MinDocDigPro

From Minn-StF Wiki
Revision as of 06:01, 16 September 2009 by Dd-b (talk | contribs) (Give permission for CC-BY-SA for Minicon publication contributions.)
Jump to navigation Jump to search

MinDocDigPro is The Minnstf Document Digitization Project. This project has two major goals:

  1. Preserve MNstf documents via digitization.
  2. Make MNstf documents widely available on the web.

There are two major challenges:

  1. Actually doing all the scanning
  2. Securing permission from copyright holders who contributed to the documents

And one minor challenge: Putting the documents up on the web in a reasonably organized and pleasing way.

Converting paper to computer files

Scanning

Scans should be high enough resolution so that the smallest text is easily readable and artwork does not lose detail. As a rough guideline, use at least 300dpi. Or use whatever the highest resolution your scanner supports is as long as that does not make things excessively slow.

Scanning in color is a good idea, even with black and white content. This is because a lot of old printing technology has very poor contrast in blue, but much better in red and green. So you can get a better result by working with the red channel than with a greyscale scan where the three have been averaged.

Also make sure that your scanner is not saving images as JPEGs, since the lossy compression is very inappropriate for text and line drawings (the majority of our content). Any other image format should be fine.

Processing

Here is a complete set of recommendations for how to take raw scans and make them into a set of documents for the web. You could easily consider doing all of this to be too much work for the payoff. Pick the subset that makes you happy. Bonus if the result of your work can easily be used to do the remainder of what is suggested here.

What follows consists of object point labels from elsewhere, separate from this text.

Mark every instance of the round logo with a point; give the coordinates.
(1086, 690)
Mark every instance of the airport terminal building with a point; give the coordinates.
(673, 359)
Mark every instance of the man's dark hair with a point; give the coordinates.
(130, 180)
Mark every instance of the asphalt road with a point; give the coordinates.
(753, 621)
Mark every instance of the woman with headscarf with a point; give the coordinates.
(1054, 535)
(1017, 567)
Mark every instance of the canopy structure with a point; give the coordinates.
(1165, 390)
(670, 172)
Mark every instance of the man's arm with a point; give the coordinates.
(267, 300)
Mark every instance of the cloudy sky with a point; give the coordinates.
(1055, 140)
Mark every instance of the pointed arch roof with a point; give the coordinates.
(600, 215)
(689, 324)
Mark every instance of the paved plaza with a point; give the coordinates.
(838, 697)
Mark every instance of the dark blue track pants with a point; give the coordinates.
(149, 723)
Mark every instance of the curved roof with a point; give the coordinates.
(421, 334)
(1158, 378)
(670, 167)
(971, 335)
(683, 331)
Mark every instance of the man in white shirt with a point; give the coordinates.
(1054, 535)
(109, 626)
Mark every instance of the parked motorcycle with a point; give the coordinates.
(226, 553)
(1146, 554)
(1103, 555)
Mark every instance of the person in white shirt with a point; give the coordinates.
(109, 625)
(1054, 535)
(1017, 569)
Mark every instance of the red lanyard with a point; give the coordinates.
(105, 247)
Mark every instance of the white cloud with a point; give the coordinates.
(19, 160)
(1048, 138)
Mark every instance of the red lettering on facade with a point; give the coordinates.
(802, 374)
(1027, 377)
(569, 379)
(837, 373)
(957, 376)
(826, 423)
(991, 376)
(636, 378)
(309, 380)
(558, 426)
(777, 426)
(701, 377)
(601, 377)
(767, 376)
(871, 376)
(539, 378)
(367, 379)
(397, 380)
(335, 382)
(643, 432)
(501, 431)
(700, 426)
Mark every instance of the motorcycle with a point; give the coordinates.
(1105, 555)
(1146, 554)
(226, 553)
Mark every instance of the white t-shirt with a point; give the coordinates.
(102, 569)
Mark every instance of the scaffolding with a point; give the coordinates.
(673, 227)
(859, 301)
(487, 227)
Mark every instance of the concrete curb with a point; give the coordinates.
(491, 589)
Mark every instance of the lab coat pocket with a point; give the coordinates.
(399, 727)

There are, more or less, four useful quality/detail levels that you can end up with:

Raw scans
Advantage: A person seeing these has the most confidence that she is seeing the document as it originally looked.
Disadvantage: Very large file sizes.
Cleaned-up high-quality scans
Advantage: Generally looks better than a raw scan.
Disadvantages: Still fairly large files. Some detail may be inadvertently lost.
Scans reduced to the smallest readable size
Advantage: Small file size while still showing all layout.
Disadvantages: Harder to read, artwork is washed out.
Transcribed/OCR'd text
Advantages: Very small file sizes, can be searched, indexed by search engines, read by blind people, etc.
Disadvantage: Nearly all formatting is lost. Relatively large amount of work to produce.

Raw scans

By "raw", I mean that the scans have not been rotated, had any colors altered, etc. However, they can (and should) be cropped to remove extra borders due to your scanner being bigger that the document. It is also nice to replace any black areas outside the scanned page that remain with flat black to reduce the file size.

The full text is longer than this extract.